Starting from any "data point" (a field of a table, a table, a file, a schema), {openAudit} makes it possible to understand its origin and its uses, on-premise and in the Cloud, through technical, multi-technology data lineage. The underlying analyzes are automatically replayed daily.

The information relating to the scheduling of the chains is available, and the uses of each "data point" are defined on hover: who consults what information, when, via which tools, what is of major interest in a compliance framework.

{openAudit} offers different graphical representation modes for its data lineage (business / IT)

Use cases:
Share a detailed understanding of flow construction, identify breaks and correct them, Data Loss Prevention (DLP), BCBS 239 (Basel III), GDPR, etc.

data lineage

Data lineage in databases

A real data lineage in underlying layers, exhaustive and totally automated, which presents multiple views according to needs.

Resolving data lineage breaks

> Views: if they are stored, {openAudit} will read them, even if they are stacked (views of views of views...).

> Dynamic SQL: If {openAudit} fails to resolve it directly, the dynamic SQL is resolved with runtime parameters, or with runtime logs.

> Other: in the event of transfer of information by FTP, or when the database schema is not specified (this is the case in many ELT/ETLs), {openAudit} resolves these breaks by structural recognition , where {openAudit} reads the Batch / Shell.

Dynamicly combine different data transformation technologies

> {openAudit} analyzes all processing technologies (object language/procedural, ELT/ETL), on-premise or Cloud, and combines them in a single data flow, at the level the finer. The drill through provides access to the code.

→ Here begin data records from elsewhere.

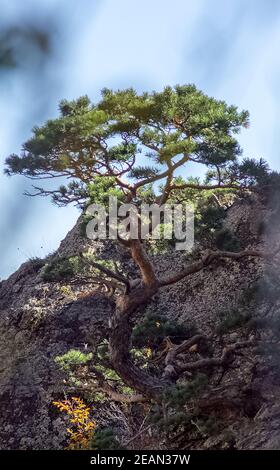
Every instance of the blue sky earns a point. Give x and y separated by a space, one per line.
229 49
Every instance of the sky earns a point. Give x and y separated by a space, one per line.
229 49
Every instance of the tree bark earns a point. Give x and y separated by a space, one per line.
120 338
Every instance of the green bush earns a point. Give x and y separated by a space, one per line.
72 358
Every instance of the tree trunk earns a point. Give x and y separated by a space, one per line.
120 338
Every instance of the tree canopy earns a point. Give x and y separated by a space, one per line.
130 140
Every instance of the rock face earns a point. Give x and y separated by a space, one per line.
40 320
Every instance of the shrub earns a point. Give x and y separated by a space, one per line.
72 359
81 426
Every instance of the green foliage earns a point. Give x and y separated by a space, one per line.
136 135
226 240
174 401
72 359
104 439
154 328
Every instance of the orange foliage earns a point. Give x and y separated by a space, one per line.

> The process is dynamic, operated in delta mode, daily, and therefore synchronized with the information system.

Different levels of analysis

> Cloud of points: this view allows to instantly know the uses of a data point by disregarding transformations. It is also possible from a use (a dashboard, data from a dashboard, a query), to instantly identify its operational sources.

> Mapping: this view allows from any data point (field, table) to display a complete mapping of the upstream or downstream flow, i.e. from the operational sources to the exposure of the data (dataviz, query...). The information used is highlighted, and the uses of the information are specified on the flyover (who consults the data, when, how).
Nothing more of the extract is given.